A Los Angeles jury today awarded damages of $3.5M in a lender liability class action against Wells Fargo.
The claim in Jones v. Wells Fargo was that Wells Fargo branches in Los Angeles selectively used software called “Loan Economics” to intentionally and systematically offer lower home mortgage loan rates to borrowers in non-minority neighborhoods than in predominantly minority neighborhoods because Wells Fargo believed that minority borrowers were less likely to shop for competitive rates.
In his closing argument for the plaintiff class, Barry Capello reviewed testimony indicating that Wells Fargo specifically discussed the fact that minorities were willing to pay more for home loans.
“Some people have 30, 40 percent of their income or more, every month goes to pay the mortage,” said Mr. Capello. “Are you telling me that her clientele didn’t mind paying a higher price? I’m telling you her clientele didn’t mind paying a higher price because they didn’t know they were paying a higher price…When Larry Garcia says it’s not about giving them the lowest price, it’s about service, etc., that’s just lip service, because this is all about getting the best price. That’s the harm in this case. You’re discriminated against. That’s bad enough. But add to it the economic harm. The lowest price is what we all want. Particularly on the most expensive thing we’ve got to spend. And when loan officers say my clients didn’t mind paying a higher price, you’ve got to stand up and say, ‘This has got to stop!’ Now Wells Fargo asks for its customers’ trust, and we say they then exploit it.”
On the class action claim, Mr. Capello told the jury there were 7,348 loans at issue, and the damages suffered by the class should be calculated at $4,000 per loan, totaling $29,392,000. In addition, Mr. Capello requested a finding of malice that would support a punitive damages award.
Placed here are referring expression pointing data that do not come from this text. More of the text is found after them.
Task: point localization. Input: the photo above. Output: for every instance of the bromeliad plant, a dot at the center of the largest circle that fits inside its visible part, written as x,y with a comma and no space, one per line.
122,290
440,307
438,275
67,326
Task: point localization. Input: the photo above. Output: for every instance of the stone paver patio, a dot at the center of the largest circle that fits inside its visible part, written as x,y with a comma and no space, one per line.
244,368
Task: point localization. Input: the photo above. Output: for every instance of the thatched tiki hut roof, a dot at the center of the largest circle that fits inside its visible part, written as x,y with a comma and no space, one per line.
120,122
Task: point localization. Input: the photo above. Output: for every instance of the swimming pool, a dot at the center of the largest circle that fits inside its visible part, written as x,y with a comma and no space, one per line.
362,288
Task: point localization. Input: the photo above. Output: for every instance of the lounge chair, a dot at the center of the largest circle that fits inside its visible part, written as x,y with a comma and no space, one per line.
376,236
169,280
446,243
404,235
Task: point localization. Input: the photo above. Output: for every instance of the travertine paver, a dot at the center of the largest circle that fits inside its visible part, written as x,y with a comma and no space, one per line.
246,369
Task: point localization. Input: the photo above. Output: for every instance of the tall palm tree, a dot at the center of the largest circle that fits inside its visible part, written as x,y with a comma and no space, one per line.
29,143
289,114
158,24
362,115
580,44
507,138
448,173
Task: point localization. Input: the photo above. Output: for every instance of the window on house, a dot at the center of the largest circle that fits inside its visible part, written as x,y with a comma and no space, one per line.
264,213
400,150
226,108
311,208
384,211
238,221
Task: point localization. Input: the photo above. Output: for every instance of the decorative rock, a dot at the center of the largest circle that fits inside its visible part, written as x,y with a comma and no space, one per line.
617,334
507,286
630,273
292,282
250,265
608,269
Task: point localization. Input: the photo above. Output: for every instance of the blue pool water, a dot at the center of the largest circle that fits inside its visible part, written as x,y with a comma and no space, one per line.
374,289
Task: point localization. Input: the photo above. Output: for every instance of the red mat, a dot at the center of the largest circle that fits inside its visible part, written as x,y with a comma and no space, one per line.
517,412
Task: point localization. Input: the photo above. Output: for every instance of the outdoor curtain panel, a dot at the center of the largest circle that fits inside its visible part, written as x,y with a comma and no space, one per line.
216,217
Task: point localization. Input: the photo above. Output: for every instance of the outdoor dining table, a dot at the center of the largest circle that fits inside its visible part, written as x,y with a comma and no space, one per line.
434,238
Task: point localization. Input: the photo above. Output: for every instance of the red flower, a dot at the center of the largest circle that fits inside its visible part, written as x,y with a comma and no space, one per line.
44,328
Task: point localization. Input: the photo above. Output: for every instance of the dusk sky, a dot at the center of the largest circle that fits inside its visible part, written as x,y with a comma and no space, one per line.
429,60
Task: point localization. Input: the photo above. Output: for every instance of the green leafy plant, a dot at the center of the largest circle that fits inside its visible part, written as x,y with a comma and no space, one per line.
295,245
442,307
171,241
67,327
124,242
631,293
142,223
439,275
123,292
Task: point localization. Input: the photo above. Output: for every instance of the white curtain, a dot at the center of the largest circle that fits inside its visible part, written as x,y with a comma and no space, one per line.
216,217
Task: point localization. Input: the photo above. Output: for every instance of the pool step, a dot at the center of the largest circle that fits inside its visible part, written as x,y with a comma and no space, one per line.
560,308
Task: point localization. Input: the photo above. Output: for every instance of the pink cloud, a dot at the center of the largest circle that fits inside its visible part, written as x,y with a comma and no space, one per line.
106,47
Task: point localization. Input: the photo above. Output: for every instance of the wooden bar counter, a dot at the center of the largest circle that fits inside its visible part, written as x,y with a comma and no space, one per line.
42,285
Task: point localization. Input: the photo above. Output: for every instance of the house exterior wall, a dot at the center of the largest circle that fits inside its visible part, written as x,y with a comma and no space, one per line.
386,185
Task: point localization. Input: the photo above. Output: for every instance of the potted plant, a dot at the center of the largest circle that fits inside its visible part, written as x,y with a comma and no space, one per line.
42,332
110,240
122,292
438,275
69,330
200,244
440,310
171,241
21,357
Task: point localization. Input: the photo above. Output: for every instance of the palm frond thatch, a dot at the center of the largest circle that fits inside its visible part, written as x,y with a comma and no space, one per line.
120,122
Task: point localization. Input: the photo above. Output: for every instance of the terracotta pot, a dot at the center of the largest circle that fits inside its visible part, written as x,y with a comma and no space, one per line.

For Wells Fargo, Skadden Arps’ Tom Nolan told the jury, “If you find as a jury that Wells Fargo discriminated against borrowers, for God’s sake, hit us, with a big fine. But do so only on the evidence. Because a careful review of the evidence, not the incendiary language that’s used about the race issues in this country, should drive this verdict.“
Mr. Nolan told the jury that Loan Economics tool was not a national pricing program for the benefit of its customers that had to be offered indiscriminately, and therefore the Unruh civil rights law might not even apply to Wells Fargo’s use of the program. Moreover, the purpose of the tool was to increase loan volume and profitability, not to offer the lowest price on every loan. Finally, the implementation of the Loan Economics tool was expected to vary across branches; therefore, the inconsistent implementation was not a sign of discriminatory intent.
In any case, said Mr. Nolan, there was no way to determine whether any of the thousands of individuals loans was affected positively or negatively by loan economics, or the amount of the impact, without making assumptions for which there was no supporting evidence.
The jury deliberated nearly four weeks before determining that Wells Fargo did discriminate based on race, but only with respect to 880 loans. Damages of $4,000 were awarded for each of the 880 loans, for a total award to the class of $3.52M. The jury also found racial discrimination and breach of contract with respect to some of the named class members, and awarded additional damages. The jury did not find that Wells Fargo acted with malice.
CVN webcast live the opening and closing statements, as well as the verdict, in this Wells Fargo lender liability trial.